Authorized SSH Keys page on MyMSI

  • Paste the key into the text box.

  • Select Add to save it.

SSH key added in MyMSI

Configure a Saved PuTTY Session

Now, create a saved PuTTY profile for MSI.

  • Open the Start menu and search for PuTTY.

  • Launch the application.

Open PuTTY from the Start menu

In the Session category:

  • In Host Name (or IP address), enter login.msi.umn.edu

  • Confirm Port is set to 22

  • Confirm Connection type is set to SSH

PuTTY session configuration

In the category tree on the left, go to Connection -> Data.

  • In Auto-login username, enter your UMN Internet ID.

PuTTY auto-login username field

Then go to Connection -> SSH -> Auth -> Credentials.

  • In Private key file for authentication, browse to and select your .ppk file.

Load private key in PuTTY

Return to the Session category:

  • In Saved Sessions, enter a name such as MSI Login

  • Select Save

Save PuTTY session

Start Pageant and Load the Private Key

If you want to enter your passphrase once and reuse the key for multiple sessions, use Pageant.

  • Open the Start menu and search for Pageant.

  • Launch the application.

Open Pageant from the Start menu

  • Use Pageant to add your .ppk private key.

Add private key in Pageant

  • Enter your passphrase when prompted.

Pageant key added

Once the key is loaded into Pageant, PuTTY can use it automatically for authentication.

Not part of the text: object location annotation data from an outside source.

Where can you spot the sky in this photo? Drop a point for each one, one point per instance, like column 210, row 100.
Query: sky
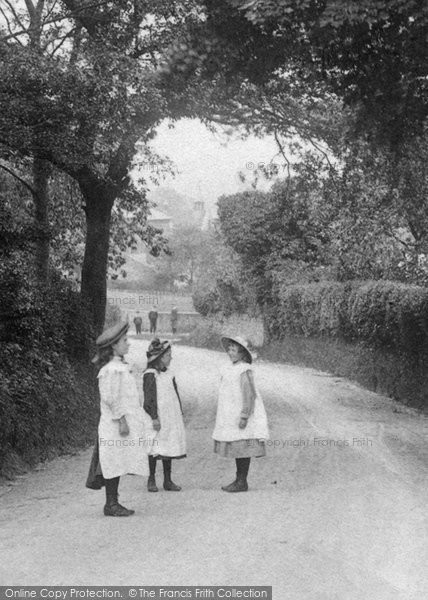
column 208, row 164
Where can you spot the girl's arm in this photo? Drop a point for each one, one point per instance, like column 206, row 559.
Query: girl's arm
column 111, row 391
column 150, row 404
column 178, row 395
column 248, row 392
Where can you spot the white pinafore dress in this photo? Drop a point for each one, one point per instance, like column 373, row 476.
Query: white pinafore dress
column 229, row 439
column 170, row 441
column 120, row 454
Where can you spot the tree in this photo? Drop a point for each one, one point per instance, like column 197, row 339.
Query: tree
column 83, row 99
column 371, row 55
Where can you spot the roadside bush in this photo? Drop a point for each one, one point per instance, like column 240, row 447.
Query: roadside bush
column 47, row 394
column 381, row 313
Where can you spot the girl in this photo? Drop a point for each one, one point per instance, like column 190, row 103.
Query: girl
column 241, row 423
column 162, row 403
column 120, row 430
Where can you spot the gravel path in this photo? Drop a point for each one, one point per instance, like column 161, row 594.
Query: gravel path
column 336, row 511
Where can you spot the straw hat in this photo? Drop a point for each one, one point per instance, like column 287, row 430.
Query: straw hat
column 243, row 344
column 156, row 349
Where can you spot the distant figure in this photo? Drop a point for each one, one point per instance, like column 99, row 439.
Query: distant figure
column 153, row 318
column 174, row 319
column 138, row 321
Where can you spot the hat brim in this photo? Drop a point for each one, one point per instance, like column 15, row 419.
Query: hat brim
column 225, row 342
column 161, row 353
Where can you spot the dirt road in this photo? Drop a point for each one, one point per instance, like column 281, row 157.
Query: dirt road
column 336, row 511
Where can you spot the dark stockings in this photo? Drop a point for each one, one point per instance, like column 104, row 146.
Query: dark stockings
column 112, row 485
column 167, row 482
column 242, row 467
column 166, row 462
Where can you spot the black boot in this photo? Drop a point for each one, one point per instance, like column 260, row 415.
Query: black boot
column 112, row 507
column 151, row 482
column 168, row 484
column 240, row 484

Test the Connection with PuTTY

After the key has been added to MyMSI and your PuTTY session has been saved:

  • Open PuTTY.

  • In Saved Sessions, select your MSI session.

  • Select Open.

On first connection, PuTTY may prompt you to verify and cache the server’s host key. Review the host name carefully and accept it only if it matches the MSI system you intended to reach. Then:

  • Complete the Duo prompt.

  • You should now be connected to MSI using your SSH key.